Abstract
Home-based primary care in Canada is currently greatly under-powered, despite an aging population, an increasing proportion of homebound older adults,1 and 100% of Canadians hoping to age at home.2
Homebound older adults in Canada have increased comorbidities, medications and mental diagnoses compared to their non-homebound peers.3,4 They have difficulty accessing office-based care due to a combination of physical, mental and social frailty, resulting in higher emergency department (ED) visits and hospitalization rates.4 Our team, House Calls, reaches homebound adults with further identities that may impact equitable care, including racialized older adults, newcomers, those with English as a second language, adults with disabilities and the precariously housed.
House Calls is a unique not-for-profit home-based primary care team in Toronto, Canada. It was founded in 2007 through consultation with local older adults, caregivers and service providers identifying the type of services that mattered most to their care. It was further developed in collaboration with local community partners.
The team is a health worker-led multidisciplinary team, with physicians, nurse practitioners, occupational therapists, physiotherapists, social workers and administrators working together in a horizontal, trust-rooted leadership structure. Through regular intra-team consultation and annual patient/caregiver surveys, the team evolves its operational structure responsively to patient and community needs.
The goal of House Calls is to help homebound older adults age and die in place, through a three-pronged program: geriatric-focused interdisciplinary primary care, urgent care support and home-based palliative care.
We designed a retrospective cohort study to assess rates of hospitalization, ED visits and time spent in the community for House Calls patients from January 1, 2015 to January 1, 2022, when compared to similarly frail, homebound older adults in the same geographic areas. The study will also measure House Calls program implementation, through rates of interprofessional and urgent care visits.
Study results are pending. We hypothesize that this home-based primary care model results in reduced ED visits and hospitalizations, and more successful aging at home as measured by time spent in the community.
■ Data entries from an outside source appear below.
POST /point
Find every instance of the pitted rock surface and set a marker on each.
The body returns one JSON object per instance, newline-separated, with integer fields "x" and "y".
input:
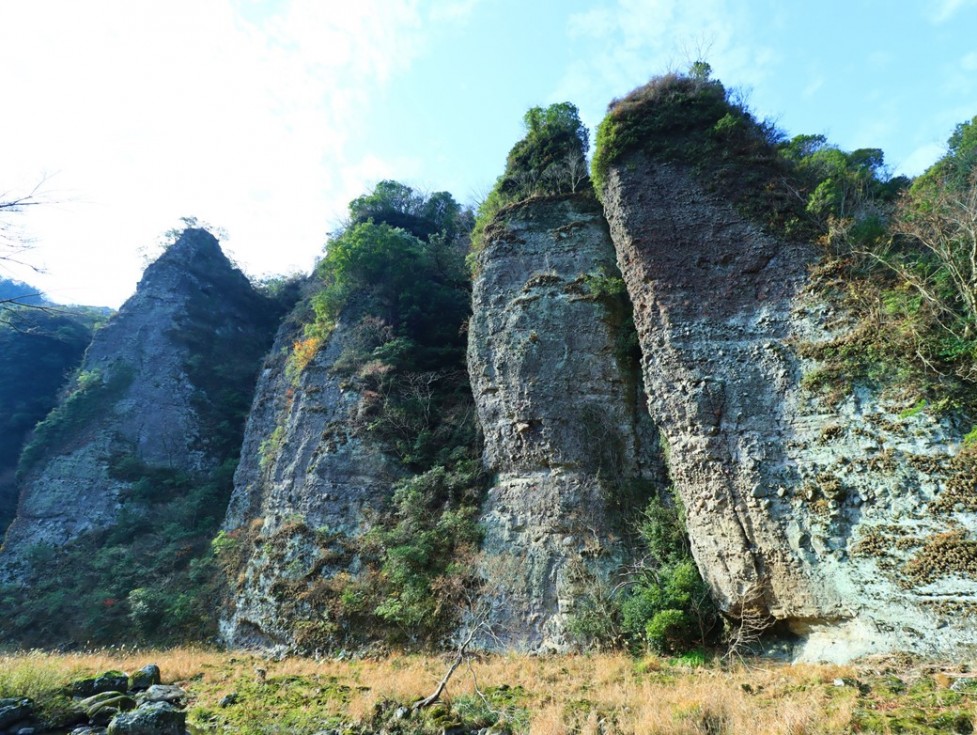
{"x": 787, "y": 495}
{"x": 562, "y": 411}
{"x": 305, "y": 473}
Through the description of this program and its evaluation, we hope to contribute valuable, evidence-based knowledge to inform the care of older adults, in a challenging international climate of aging populations, limited research and often stigma-based funding challenges.
We hope to use our results to improve the quality of care offered at House Calls, and inform wider implementation of similarly structured home-based primary care teams.
References
- Lapointe-Shaw L, Jones A, Ivers NM, Rahim A, Babe G, Stall NM, Sinha SK, & Costa AP. Homebound status among older adult home care recipients in Ontario, Canada. J Am Geriatr Soc 2022; 70(2):568–578.
- Sinha, S.,Nolan, M. Bringing long-term care home. NIA. Nov 2020.
- Qiu, W. Q., Dean, M., Liu, T., George, L., Gann, M., Cohen, J. Bruce, M. L. Physical and mental health of homebound older adults: an overlooked population. J Am Geriatr Soc 2010; 58(12):2423–2428.
- Musich, S., Wang, S. S., Hawkins, K., Yeh, C. S. Homebound older adults: Prevalence, characteristics, health care utilization and quality of care. Geriatr Nurs. 2015; 36(6):445–450.